It is immediately seen that the presence of a common bath, a local bath or N separate (even if identical) baths, leads to different friction terms in the dynamical equations. While the damping of oscillators in the common and local bath cases depends on all the network oscillators weighed by the effective couplings (\(\kappa _n^2\)) through the tilded damping coefficients of Eq. (A.2), in the separate bath case each oscillator decays independently from the rest of the network, being coupled only through the Hamiltonian part of the dynamical evolution.

A.3   Three-Oscillator Motif Details

Here we give the analytical expressions for the synchronization of the three-oscillators linear motif, i.e. an open chain of three oscillators embedded in a bigger network.

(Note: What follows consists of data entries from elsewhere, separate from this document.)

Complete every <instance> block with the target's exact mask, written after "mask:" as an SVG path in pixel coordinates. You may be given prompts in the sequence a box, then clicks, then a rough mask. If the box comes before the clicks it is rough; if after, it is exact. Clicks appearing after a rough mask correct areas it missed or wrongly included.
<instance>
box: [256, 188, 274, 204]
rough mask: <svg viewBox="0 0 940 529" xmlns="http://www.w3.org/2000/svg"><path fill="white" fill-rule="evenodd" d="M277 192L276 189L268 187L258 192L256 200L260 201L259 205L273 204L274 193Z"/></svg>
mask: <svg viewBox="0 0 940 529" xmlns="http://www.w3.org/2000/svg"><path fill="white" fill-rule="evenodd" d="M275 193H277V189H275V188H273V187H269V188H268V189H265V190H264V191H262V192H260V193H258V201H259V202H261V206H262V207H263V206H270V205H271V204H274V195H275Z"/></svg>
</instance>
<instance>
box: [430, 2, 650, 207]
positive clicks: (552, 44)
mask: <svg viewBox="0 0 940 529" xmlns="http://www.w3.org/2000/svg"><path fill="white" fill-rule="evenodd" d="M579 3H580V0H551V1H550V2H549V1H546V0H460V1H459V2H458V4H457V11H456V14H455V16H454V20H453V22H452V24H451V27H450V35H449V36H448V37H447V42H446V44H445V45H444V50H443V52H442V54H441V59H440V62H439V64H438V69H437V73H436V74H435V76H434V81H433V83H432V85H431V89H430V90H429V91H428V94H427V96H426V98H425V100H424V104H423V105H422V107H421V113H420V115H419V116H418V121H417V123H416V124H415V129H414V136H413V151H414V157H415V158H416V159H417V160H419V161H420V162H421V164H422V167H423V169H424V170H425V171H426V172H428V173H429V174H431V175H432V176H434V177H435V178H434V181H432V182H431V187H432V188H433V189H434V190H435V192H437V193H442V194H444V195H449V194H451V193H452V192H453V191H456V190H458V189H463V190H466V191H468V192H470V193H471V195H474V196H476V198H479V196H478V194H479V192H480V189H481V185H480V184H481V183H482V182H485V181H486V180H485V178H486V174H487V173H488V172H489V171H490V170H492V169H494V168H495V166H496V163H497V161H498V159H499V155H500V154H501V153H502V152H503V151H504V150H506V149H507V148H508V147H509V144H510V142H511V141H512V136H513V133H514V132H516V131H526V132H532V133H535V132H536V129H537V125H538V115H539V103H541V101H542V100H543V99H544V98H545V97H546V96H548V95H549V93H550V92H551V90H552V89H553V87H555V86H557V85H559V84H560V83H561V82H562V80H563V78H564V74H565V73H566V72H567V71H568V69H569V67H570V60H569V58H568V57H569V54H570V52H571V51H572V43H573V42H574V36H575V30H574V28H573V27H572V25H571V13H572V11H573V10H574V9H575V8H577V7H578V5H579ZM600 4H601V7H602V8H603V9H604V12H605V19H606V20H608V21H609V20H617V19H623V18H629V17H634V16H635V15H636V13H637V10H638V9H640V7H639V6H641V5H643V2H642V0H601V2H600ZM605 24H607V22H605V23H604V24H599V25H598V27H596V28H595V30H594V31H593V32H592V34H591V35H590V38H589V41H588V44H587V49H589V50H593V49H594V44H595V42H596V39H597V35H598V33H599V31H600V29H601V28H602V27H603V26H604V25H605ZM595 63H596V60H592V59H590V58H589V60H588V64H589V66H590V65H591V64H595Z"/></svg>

We are able to give the specific parameter relations that have to be fulfilled in order to obtain a non-dissipative mode, that is, to make the effective coupling for a motif mode \(\kappa _\sigma = 0\).

By solving Eq. (6.16) for this particular case, we obtain:

$$\begin{aligned} \mathcal {F}_{a \sigma }&= C \left( \frac{\lambda _{a c}}{\varOmega _\sigma ^2 - \omega _a^2} \right) , \end{aligned}$$

(A.1)

$$\begin{aligned} \mathcal {F}_{b \sigma }&= C \left( \frac{\lambda _{b c}}{\varOmega _\sigma ^2 - \omega _b^2} \right) , \end{aligned}$$

(A.2)

$$\begin{aligned} \mathcal {F}_{c \sigma }&= C, \end{aligned}$$

(A.3)

where \(C^{2} =1 /\left( 1 + \left( \frac{\lambda _{a c}}{\varOmega _\sigma ^2 - \omega _a^2} \right) ^2 + \left( \frac{\lambda _{b c}}{\varOmega _\sigma ^2 - \omega _b^2} \right) ^2\right) \).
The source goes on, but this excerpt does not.